Il est admis de nos jours que les systèmes de valeurs se transmettent d'abord par l'éducation en jouant sur un ancrage somatique en lien direct avec notre animalité, notre instinct de survie plus particulièrement. La morale fait donc appel à des motivations affectives très puissantes qui en font une sorte de programme global d'instructions auquel l'individu obéira de façon bien plus spontanée et automatique qu'à tout autre système appris ou adopté ultérieurement dans sa vie. De la même façon qu'il s'exprimera plus facilement et authentiquement dans sa langue maternelle, laquelle lui permet de jongler avec des concepts abstraits comme s'il s'agissait d'évidences. De la même façon, il se comportera avec efficacité et justesse dans un environnement qui lui est familier, où il se sent chez lui, dans son élément, "comme un poisson dans l'eau". L'individu respire plus aisément et sans y penser à l'air libre que sous l'eau avec l'assistance d'une bonbonne d'oxygène. En règle générale, tout ce qui a été assimilé par éducation commande des comportements plus automatiques que n'importe quel apprentissage ultérieur, à commencer par la capacité d'apprentissage elle-même. De même, la morale suscite une observance presque religieuse comparée au respect plus libéral qu'inspirent les codes éthiques ou déontologiques.

La morale du point de vue de l'évolution, c'est-à-dire dans la mesure où les individus manifestant une prédisposition à l'observer en ont retiré un avantage reproductif, fait donc office de prolongement des commandes génétiques exprimées par nos émotions dans un espace culturel généralement acquis aux mêmes normes traditionnelles. Les chocs culturels dans ce domaine suscitent très souvent, on comprend pourquoi, des réactions viscérales quasi épidermiques, presque comparables à des réactions immunitaires.

Cependant, notre civilisation a été amenée, dès l'antiquité grecque et la relativité des mœurs à laquelle ses premiers philosophes ont été confrontés, à développer un moralisme (autrement dit une réflexion sur la morale) qui a donné naissance à des conceptions plus souples d'une éthique s'appuyant davantage sur une approche rationnelle que sur les élans primaires de la passion.
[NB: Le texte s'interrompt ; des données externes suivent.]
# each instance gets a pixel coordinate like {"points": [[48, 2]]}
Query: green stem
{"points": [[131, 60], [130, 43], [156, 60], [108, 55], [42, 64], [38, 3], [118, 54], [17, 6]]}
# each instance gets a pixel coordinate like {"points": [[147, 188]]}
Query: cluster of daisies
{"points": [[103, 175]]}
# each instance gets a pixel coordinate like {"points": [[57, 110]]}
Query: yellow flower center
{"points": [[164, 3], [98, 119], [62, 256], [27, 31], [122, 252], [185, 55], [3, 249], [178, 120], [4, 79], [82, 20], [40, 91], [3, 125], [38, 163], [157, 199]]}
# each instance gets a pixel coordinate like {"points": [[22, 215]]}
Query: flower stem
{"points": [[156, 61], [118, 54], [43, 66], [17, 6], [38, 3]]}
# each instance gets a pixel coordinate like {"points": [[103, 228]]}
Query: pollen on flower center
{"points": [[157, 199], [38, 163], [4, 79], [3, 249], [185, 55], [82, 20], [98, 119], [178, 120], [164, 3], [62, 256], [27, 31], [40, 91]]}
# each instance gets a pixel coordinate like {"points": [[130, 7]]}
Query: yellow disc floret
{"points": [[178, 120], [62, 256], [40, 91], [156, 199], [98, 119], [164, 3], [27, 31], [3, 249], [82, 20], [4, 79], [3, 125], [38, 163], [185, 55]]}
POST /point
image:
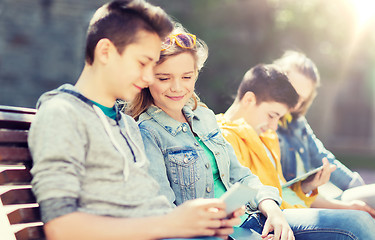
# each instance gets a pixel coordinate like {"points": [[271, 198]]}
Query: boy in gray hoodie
{"points": [[90, 170]]}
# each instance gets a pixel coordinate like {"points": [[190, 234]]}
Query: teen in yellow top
{"points": [[249, 125]]}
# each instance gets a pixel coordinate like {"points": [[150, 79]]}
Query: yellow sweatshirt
{"points": [[250, 152]]}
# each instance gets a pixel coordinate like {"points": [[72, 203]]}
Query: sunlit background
{"points": [[41, 47]]}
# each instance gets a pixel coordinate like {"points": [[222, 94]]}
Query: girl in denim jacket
{"points": [[190, 158], [302, 151], [188, 155]]}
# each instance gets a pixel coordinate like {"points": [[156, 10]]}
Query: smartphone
{"points": [[237, 196]]}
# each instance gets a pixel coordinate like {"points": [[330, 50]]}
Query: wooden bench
{"points": [[19, 212]]}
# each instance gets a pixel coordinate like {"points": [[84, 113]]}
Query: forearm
{"points": [[269, 207], [321, 202], [84, 226]]}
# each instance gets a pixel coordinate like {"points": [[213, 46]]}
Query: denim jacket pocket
{"points": [[217, 138], [183, 166]]}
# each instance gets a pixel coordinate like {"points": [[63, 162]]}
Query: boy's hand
{"points": [[228, 224], [200, 217]]}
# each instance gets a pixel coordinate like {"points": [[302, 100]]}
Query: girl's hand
{"points": [[200, 217], [275, 222]]}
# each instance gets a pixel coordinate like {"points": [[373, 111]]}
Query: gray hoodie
{"points": [[84, 161]]}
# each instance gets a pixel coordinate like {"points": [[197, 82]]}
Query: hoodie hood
{"points": [[58, 91]]}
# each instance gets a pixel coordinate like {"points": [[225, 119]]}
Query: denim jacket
{"points": [[298, 136], [180, 165]]}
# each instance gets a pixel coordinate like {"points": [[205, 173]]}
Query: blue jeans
{"points": [[238, 234], [322, 224]]}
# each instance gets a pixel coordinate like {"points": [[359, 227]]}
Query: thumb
{"points": [[266, 229]]}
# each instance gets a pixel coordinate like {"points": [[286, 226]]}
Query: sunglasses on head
{"points": [[183, 40]]}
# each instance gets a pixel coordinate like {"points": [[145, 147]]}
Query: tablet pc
{"points": [[237, 196], [302, 177]]}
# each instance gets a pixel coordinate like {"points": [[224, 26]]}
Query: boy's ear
{"points": [[249, 98], [103, 49]]}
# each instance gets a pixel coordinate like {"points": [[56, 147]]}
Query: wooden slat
{"points": [[20, 175], [14, 154], [13, 136], [17, 195]]}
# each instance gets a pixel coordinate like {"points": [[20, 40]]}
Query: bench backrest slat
{"points": [[19, 212]]}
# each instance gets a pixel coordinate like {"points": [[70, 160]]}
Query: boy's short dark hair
{"points": [[121, 20], [269, 84]]}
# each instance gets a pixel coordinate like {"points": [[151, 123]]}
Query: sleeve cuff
{"points": [[307, 198], [57, 207]]}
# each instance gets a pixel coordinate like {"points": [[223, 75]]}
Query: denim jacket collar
{"points": [[171, 125]]}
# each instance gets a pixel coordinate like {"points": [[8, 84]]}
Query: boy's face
{"points": [[132, 70], [265, 116], [303, 86]]}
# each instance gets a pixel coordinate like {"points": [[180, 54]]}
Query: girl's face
{"points": [[174, 83], [303, 86]]}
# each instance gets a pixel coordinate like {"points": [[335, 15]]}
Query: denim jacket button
{"points": [[184, 129]]}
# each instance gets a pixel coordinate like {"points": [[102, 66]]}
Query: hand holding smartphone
{"points": [[237, 196]]}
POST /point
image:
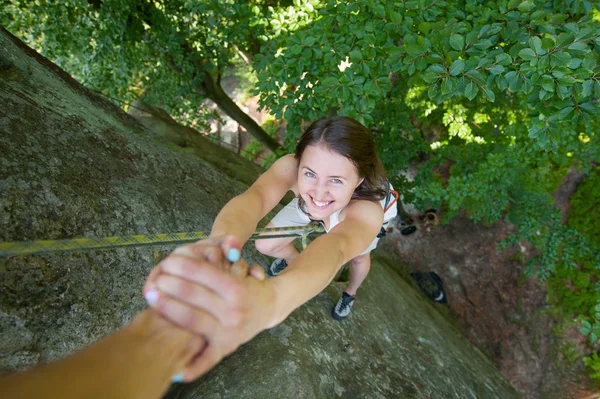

Cela correspond aussi au passage de l'expression vulgaire de la loi du Talion, à l'encadrement du besoin de punir et à l'application d'une justice équitable et proportionnée. Sur ce point, on rencontre déjà un premier paradoxe éthique : le rôle du Droit, ne tire pas son origine dans le souci avant tout d'indemniser les victimes, mais d'assurer la défense des accusés.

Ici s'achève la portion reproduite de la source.